За Катенькой вошла в комнату обезьянка, привезенная в подарок Лизаньке, младшей царевне, одним голландским шкипером. Шалунья мартышка, следуя как паж за царицей, ловила подол ее платья, точно хотела приподнять его с дерзким бесстыдством. Но, увидев Лизетту, испугалась, вскочила на стол, со стола на сферу, изображавшую ход небесных светил по системе Коперника, – тонкие медные дуги погнулись под маленьким зверьком, шар вселенной тихо зазвенел, – потом еще выше, на самый верх стоячих английских часов в стеклянном ящике красного дерева. Последний луч солнца падал на них, и, качаясь, маятник блестел, как молния. Мартышка давно уж не видела солнца. Точно стараясь что-то припомнить, глядела она с грустным удивлением на чужое бледное зимнее солнце и щурилась, и корчила смешные рожицы, как будто передразнивая судорогу в лице Петра. И страшно было сходство шутовских кривляний в этих двух лицах – маленькой зверушки и великого царя.

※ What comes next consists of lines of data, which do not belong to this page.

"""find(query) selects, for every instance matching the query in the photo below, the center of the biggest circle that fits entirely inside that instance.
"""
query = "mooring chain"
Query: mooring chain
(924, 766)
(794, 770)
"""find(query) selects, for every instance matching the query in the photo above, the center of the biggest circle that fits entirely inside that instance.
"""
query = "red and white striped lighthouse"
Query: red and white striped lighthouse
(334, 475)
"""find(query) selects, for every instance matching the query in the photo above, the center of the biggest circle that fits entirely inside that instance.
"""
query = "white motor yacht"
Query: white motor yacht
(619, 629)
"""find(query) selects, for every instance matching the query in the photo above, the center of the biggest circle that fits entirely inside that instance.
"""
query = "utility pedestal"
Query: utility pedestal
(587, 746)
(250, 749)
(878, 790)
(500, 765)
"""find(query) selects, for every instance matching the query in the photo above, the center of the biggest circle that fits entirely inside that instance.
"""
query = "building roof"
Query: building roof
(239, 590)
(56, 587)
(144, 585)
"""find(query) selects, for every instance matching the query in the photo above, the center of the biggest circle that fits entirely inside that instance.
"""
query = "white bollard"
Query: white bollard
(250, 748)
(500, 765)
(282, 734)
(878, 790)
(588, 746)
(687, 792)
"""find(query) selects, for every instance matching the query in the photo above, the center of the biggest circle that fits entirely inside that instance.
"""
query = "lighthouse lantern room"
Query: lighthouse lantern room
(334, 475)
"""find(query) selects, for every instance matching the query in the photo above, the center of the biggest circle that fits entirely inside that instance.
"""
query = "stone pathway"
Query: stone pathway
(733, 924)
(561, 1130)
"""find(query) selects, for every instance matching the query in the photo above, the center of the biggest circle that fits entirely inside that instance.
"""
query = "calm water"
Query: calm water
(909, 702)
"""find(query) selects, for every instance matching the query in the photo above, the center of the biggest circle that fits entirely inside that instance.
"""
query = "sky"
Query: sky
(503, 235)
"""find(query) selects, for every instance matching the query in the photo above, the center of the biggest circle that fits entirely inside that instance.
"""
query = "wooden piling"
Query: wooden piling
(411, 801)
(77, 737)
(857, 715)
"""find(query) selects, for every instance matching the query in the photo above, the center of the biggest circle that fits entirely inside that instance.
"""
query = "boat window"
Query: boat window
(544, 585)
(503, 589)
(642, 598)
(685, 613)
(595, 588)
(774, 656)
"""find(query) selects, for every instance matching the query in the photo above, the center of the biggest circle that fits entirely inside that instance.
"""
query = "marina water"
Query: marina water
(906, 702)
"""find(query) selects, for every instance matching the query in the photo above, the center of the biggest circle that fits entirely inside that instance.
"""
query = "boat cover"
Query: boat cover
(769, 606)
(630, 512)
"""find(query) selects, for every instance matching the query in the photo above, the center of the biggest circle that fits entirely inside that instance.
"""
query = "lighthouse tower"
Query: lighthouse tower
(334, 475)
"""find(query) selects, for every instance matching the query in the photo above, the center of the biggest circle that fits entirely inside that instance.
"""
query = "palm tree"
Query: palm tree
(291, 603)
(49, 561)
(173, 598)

Алексей возвращался домой.

* * *

С ним было то, что бывает с людьми, у которых отрезали ногу или руку: очнувшись, стараются они ощупать место, где был член, и видят, что его уже нет. Так царевич чувствовал в душе своей место где была любовь к отцу, и видел, что ее уже нет. «Яко уд гангренный, отсеку», – вспоминалось ему слово батюшки. Как будто, вместе с любовью, из него вынули все. Пусто – ни надежды, ни страха, ни скорби, ни радости – пусто, легко и страшно.

И он удивлялся, как быстро, как просто исполнилось его желание: умер отец.